Higher Burdens for Defamation -- Public Officials and Figures
Our government places a high priority on the public being allowed to speak their mind about elected officials as well as other public figures. People in the public eye get less protection from defamatory statements and face a higher burden when attempting to win a defamation lawsuit.
When an official is criticized in a false and injurious way for something that relates to their behavior in office, the official must prove all of the above elements associated with normal defamation, and must also show that the statement was made with "actual malice."
"Actual malice" was defined in a Supreme Court case decided in 1988, Hustler v. Falwell.

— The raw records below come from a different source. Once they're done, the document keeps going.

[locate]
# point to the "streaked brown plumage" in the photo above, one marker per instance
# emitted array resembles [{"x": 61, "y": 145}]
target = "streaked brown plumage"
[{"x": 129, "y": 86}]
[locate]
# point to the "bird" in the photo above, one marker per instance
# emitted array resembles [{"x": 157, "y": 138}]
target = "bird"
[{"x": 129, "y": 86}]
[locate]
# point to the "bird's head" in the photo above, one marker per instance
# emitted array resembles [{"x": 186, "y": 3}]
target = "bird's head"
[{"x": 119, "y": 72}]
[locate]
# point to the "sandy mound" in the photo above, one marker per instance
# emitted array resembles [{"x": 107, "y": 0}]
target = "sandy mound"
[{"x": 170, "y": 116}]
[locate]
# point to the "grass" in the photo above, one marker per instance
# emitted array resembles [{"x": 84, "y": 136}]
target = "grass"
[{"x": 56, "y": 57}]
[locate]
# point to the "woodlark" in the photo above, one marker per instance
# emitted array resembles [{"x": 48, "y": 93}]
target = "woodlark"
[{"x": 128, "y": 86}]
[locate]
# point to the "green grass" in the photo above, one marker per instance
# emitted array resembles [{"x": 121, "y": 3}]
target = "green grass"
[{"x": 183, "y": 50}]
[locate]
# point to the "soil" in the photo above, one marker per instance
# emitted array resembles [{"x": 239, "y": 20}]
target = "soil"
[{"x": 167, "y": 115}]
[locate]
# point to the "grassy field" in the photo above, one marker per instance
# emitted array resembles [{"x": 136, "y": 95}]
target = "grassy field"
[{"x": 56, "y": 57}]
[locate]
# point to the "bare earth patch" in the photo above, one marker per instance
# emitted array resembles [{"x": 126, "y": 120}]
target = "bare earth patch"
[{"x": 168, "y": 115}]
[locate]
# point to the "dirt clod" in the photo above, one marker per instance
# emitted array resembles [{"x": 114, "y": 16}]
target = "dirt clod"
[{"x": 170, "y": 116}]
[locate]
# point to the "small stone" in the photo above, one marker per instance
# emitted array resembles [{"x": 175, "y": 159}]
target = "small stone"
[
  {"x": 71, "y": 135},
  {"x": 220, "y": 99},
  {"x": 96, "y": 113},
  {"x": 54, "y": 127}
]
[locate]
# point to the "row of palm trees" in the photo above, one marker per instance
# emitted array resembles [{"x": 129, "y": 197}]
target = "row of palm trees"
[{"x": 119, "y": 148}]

In that case, the court held that certain statements that would otherwise be defamatory were protected by the First Amendment of the United States Constitution. The court reasoned that the United States society had a "profound national commitment to the principle that debate on public issues should be uninhibited, robust, and wide-open."
This meant, according to the Court, that public officials could only win a defamation suit when the statement that was made was not an honest mistake and was in fact published with the actual intent to harm the public figure. According to the Court, actual malice only occurs when the person making the statement knew the statement was not true at the time he made it, or had reckless disregard for whether it was true or not.
For other people that are in the public eye, but not public officials, the defamation laws are also different. These people, such as celebrities and movie stars, must also prove, in most situations, that the defamatory statements were made with actual malice.
Freedom of speech is less meaningful when a statement is made about a private individual because the statement is probably not about a matter of public importance. As noted above, a private person has no need to show that the statement maker acted with actual malice in order to be victorious in their defamation lawsuit."

Link for more information!
It looks to me like Naomi could easily win a defamation suit against Dale. What does everyone else think?

Questions still outstanding for me.

1. Why does Dale have some much hate and anger directed at Naomi

2. How long has Dale been trying to discredit Naomi behind the scenes and why?

3. Have other members of Make tried to discredit Naomi behind the scenes too and for how long?